I've come to the conclusion that they happen in two distinct actions, grabbing all the information first, then selecting from that what to put in the painting, and how best to translate it. That might seem pretty obvious, but I'm sitting here thinking about it all the same.
I like the way the flowers in the background came out, it makes the ones on the left stand out more, your eye is naturally drawn to them. They also look to me like they come forward a bit, which is alright, because they were closer. But did the flowers on the right look like that? No. So I'd better come clean and admit to myself that I didn't paint what I saw.
The background wall is another case of the same thing, it's laid in with a warm wash leaning towards burnt sienna and with a lot of turps, and then cooler coloured, more towards ultramarine, neat paint is laid over it in little dabs. The actual wall wasn't mottled like that, but still I think it works ok in the painting, it helps the light. The funny thing is about shadows, they don't sit still, and most of the back wall is in light shadow. If you look hard enough into a shadow, you can see after-images from your eye in it, the light seems to dance about. I'm wondering if it's my brain that tells me the wall is flat, even white, but what my eyes see is an effect of the light, which is why it works alright in the painting (if you accept that it does, of course.)

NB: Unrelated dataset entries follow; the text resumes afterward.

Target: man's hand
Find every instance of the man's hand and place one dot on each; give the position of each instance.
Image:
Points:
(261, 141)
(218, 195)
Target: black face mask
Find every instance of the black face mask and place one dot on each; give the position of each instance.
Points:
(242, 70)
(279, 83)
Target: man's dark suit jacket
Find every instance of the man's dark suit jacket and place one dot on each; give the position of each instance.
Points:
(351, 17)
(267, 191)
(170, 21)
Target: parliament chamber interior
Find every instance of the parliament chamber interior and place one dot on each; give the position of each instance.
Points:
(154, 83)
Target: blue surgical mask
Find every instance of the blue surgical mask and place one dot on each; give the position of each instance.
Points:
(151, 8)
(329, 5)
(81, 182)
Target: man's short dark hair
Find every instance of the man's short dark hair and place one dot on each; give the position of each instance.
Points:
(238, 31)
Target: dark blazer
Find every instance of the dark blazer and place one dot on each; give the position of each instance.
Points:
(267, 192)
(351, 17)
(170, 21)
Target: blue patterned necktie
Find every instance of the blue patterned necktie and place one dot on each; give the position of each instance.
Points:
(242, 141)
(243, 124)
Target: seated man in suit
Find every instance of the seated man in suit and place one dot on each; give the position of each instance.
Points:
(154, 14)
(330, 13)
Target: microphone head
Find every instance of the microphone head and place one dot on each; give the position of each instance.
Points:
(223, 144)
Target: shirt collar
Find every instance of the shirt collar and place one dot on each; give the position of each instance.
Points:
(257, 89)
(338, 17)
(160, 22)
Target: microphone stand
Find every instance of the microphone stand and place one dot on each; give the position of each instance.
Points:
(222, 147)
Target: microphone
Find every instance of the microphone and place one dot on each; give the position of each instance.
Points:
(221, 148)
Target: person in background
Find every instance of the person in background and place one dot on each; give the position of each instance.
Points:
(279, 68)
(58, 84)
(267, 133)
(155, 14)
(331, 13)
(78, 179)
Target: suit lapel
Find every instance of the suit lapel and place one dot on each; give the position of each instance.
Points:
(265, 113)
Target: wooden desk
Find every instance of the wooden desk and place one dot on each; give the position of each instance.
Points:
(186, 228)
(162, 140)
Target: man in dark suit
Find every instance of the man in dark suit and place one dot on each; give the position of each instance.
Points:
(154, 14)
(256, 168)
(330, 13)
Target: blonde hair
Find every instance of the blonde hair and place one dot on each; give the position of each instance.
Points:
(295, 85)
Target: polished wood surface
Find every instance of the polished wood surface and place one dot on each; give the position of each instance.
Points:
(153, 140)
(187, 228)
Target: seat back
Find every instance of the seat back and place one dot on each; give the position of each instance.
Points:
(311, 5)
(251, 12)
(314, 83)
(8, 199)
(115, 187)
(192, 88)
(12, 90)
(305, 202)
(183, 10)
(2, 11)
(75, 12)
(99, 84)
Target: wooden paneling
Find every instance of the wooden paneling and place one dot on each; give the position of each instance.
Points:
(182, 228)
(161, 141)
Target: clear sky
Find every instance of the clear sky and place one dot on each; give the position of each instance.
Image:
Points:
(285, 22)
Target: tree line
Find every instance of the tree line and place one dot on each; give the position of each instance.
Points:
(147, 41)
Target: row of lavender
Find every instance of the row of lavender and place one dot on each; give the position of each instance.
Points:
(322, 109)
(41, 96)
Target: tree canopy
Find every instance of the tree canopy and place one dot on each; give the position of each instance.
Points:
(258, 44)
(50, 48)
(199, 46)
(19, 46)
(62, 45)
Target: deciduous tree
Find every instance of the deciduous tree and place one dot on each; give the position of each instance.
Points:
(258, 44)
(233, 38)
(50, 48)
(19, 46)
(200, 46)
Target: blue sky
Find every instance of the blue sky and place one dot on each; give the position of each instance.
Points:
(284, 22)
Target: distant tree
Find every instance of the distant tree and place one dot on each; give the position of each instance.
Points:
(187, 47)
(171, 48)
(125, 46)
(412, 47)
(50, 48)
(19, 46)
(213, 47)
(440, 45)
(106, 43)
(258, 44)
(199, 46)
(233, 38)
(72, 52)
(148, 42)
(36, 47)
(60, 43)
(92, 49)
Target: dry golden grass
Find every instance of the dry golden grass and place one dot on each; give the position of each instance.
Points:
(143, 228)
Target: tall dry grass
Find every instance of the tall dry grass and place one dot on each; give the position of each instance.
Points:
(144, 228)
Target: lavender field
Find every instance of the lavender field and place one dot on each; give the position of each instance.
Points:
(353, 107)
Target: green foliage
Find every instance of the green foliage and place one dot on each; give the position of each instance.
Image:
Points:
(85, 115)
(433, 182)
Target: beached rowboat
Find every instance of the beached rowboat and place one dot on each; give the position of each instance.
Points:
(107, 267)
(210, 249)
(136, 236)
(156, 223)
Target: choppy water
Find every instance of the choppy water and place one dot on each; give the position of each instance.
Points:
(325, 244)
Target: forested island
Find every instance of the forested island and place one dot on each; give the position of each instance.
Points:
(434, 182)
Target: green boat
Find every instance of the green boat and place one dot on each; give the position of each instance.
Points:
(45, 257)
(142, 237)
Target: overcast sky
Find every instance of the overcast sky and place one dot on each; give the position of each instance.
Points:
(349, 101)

The thing is, I've got this haunting feeling that I really shouldn't be thinking about this kind of thing yet, I should still be working on colour and tone and painting exactly what I see, at least not using any little tricks. I'm thinking that I haven't even been painting a year yet since I came back to it, and I'll be jumping ahead too quickly, something I have a habit of doing. I still need plenty of eye training more than anything else.
I don't know if I'll resolve this, I think it's probably more the ongoing conundrum kind of thing. I like this painting though, and I enjoyed doing it. I've kind of gone back to my translucent shadows and opaque highlights, although I haven't done it so deliberately with medium. It happens between the warm and cool colours in this one, warm shadows and cool lights. The cool light on the far right of the wall is what makes the shadow of the gladioli on the wall work.
Oh, something I forgot - I sat down to do this painting, I haven't done that for a long time. I've got some nasty kidney problem at the moment and my right kidney is giving me jip. I maybe didn't stand back as much as usual, but apart from that sitting down didn't make a blind bit of difference.